BTW, I checked the IR gun against two other digital temp readouts, and the gun was within 0.5*, so I'm confident I undercooked the brisket by about 20-25*.. yikes!


----------



## hiram (Sep 20, 2011)

I use a small external hand held thermometer that has a silicon line with a probe on the end, at the startup there is a 10-15 degree difference in the probes the internal probe being more. Funny thing though as the internal temp of the meat gets to 165-170 they start reading closer and at 190 they are identical, go figure.

My internal box temp is off by 10- 15 degrees on the middle rack, simple enough tho I set the box temp 10 more degrees than I want. The racks will be at different  temps so you should always rotate when using more than 2 racks. My two cents.


----------



## grillathrilla (Sep 27, 2011)

I called Masterbuilt Monday and chatted with the rep about my perceived temperature issue and I decided to buy an oven thermometer and recheck the temps instead of relying on my IR gun and a piece of steel before taking any sort of warranty action on the smoker.  I warmed up the MB to 275 and after about 40 minutes I checked the MB indicated temp and compared it to the over thermometer.

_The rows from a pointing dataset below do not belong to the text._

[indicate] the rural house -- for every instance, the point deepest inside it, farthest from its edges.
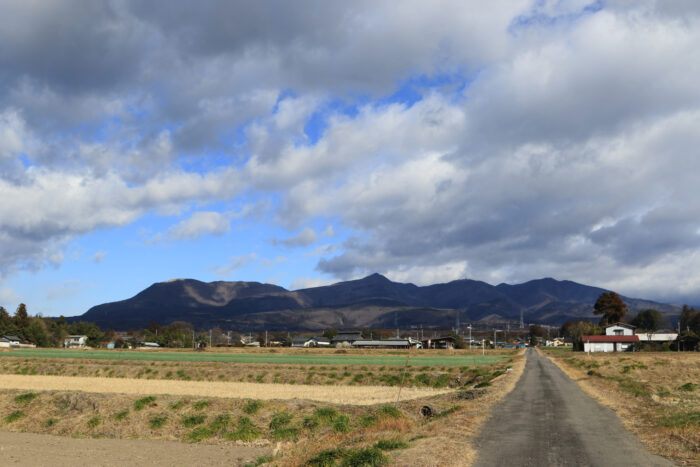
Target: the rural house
(75, 342)
(346, 338)
(619, 337)
(387, 344)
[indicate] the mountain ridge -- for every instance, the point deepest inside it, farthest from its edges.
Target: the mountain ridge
(370, 302)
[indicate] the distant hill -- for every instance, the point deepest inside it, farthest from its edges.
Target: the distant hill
(371, 302)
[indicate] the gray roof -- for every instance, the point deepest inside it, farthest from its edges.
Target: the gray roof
(383, 343)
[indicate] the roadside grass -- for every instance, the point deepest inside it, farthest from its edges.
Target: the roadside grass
(367, 435)
(653, 392)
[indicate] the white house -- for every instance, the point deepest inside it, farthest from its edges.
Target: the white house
(619, 329)
(618, 337)
(658, 336)
(75, 342)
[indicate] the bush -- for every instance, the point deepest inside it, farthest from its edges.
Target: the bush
(390, 444)
(280, 420)
(245, 431)
(251, 407)
(14, 416)
(199, 405)
(25, 399)
(157, 421)
(689, 387)
(365, 457)
(94, 422)
(141, 404)
(389, 411)
(50, 422)
(326, 458)
(341, 424)
(193, 420)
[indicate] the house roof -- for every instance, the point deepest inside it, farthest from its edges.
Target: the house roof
(382, 343)
(624, 325)
(610, 339)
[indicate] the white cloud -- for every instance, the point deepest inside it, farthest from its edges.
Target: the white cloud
(234, 263)
(200, 224)
(306, 237)
(308, 282)
(98, 257)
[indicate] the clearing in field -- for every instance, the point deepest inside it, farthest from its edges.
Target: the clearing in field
(352, 395)
(271, 358)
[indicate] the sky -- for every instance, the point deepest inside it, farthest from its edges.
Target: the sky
(303, 143)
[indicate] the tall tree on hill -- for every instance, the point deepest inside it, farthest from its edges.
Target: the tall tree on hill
(649, 320)
(611, 306)
(21, 316)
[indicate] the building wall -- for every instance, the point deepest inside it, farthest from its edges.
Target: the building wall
(611, 331)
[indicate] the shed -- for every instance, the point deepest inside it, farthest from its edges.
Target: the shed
(608, 343)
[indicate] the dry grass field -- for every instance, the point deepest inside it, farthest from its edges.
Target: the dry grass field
(656, 394)
(343, 372)
(298, 430)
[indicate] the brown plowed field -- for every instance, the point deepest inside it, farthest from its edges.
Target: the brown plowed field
(354, 395)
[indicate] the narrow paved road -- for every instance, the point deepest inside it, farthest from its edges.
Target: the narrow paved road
(549, 421)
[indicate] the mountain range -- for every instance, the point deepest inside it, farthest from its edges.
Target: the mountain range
(371, 302)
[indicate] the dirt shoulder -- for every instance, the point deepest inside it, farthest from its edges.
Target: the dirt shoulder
(33, 449)
(355, 395)
(450, 441)
(654, 394)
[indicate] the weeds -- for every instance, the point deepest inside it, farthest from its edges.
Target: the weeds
(25, 399)
(94, 422)
(252, 406)
(245, 431)
(193, 420)
(141, 404)
(157, 421)
(390, 444)
(14, 416)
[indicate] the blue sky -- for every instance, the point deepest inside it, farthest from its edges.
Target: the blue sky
(256, 141)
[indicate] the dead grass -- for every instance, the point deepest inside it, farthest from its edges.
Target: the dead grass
(311, 428)
(646, 390)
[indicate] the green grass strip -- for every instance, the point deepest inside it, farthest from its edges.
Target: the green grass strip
(388, 360)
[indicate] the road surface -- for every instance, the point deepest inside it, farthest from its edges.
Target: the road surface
(547, 420)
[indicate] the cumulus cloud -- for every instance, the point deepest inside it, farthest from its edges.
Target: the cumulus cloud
(306, 237)
(505, 142)
(235, 262)
(199, 224)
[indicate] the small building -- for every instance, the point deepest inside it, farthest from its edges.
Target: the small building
(10, 341)
(619, 329)
(444, 342)
(387, 343)
(302, 341)
(346, 338)
(75, 342)
(322, 341)
(609, 343)
(658, 337)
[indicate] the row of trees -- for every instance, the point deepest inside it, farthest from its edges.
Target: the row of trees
(46, 332)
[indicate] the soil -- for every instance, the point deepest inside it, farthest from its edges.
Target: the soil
(355, 395)
(31, 449)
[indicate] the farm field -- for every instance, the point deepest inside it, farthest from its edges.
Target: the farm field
(347, 374)
(428, 358)
(656, 394)
(356, 419)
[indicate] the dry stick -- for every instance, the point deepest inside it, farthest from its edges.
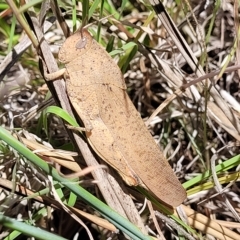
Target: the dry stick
(220, 111)
(181, 90)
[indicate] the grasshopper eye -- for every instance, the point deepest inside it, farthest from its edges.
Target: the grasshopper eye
(81, 43)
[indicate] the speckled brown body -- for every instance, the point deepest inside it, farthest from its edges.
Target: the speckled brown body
(115, 129)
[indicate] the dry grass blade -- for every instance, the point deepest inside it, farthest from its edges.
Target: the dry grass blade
(209, 226)
(221, 112)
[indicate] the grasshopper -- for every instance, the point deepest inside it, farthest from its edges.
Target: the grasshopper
(114, 128)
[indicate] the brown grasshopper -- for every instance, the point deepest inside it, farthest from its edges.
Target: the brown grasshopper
(114, 128)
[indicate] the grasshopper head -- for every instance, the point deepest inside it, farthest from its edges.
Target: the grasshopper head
(74, 46)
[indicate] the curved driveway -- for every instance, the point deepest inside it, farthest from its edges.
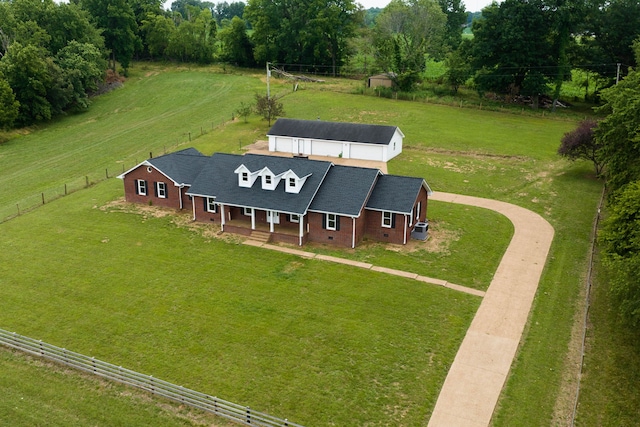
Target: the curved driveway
(480, 368)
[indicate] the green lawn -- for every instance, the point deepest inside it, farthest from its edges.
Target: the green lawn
(36, 393)
(277, 332)
(302, 339)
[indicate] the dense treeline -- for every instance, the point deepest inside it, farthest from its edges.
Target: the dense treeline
(53, 55)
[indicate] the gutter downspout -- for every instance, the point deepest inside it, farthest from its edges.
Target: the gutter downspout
(301, 232)
(353, 234)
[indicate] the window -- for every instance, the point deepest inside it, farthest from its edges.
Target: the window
(332, 222)
(161, 190)
(141, 187)
(211, 205)
(388, 219)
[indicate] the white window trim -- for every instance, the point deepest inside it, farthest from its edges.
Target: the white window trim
(142, 187)
(211, 205)
(387, 219)
(161, 188)
(332, 218)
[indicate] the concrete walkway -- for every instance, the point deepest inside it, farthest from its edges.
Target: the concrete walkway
(480, 368)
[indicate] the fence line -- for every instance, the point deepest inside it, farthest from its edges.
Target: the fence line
(587, 303)
(232, 411)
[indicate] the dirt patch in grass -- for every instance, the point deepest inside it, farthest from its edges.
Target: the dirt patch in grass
(473, 154)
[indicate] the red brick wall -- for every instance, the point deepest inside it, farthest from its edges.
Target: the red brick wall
(173, 196)
(375, 230)
(202, 214)
(318, 234)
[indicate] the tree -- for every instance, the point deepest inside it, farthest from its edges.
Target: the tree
(456, 18)
(26, 69)
(119, 28)
(620, 239)
(194, 40)
(512, 48)
(307, 33)
(619, 132)
(244, 111)
(158, 30)
(236, 45)
(405, 32)
(268, 107)
(458, 68)
(9, 107)
(83, 68)
(580, 143)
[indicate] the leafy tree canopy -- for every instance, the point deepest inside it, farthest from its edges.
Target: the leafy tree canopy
(619, 132)
(580, 143)
(407, 31)
(302, 32)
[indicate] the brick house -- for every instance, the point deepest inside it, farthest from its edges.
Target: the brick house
(335, 139)
(163, 181)
(293, 200)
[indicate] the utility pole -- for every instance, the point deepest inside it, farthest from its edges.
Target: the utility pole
(268, 75)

To my surprise (and pleasure) the analog oven thermometer indicated a little above 275, so I can rely on the smoker's instrumentation 
	

	
	
		
		



		
		
	


	





.  For my next brisket, I'll take the internal temperature to about 200 (and I'll also start with a packer instead of a trimmed flat.)


----------



## roller (Sep 27, 2011)

I like one untrimmed over 10lbs. Look them over and pick a good one . Some just do not feel right so I leave those alone.


----------



## alelover (Sep 27, 2011)

You want a brisket that's not stiff. It should be kinda floppy.


----------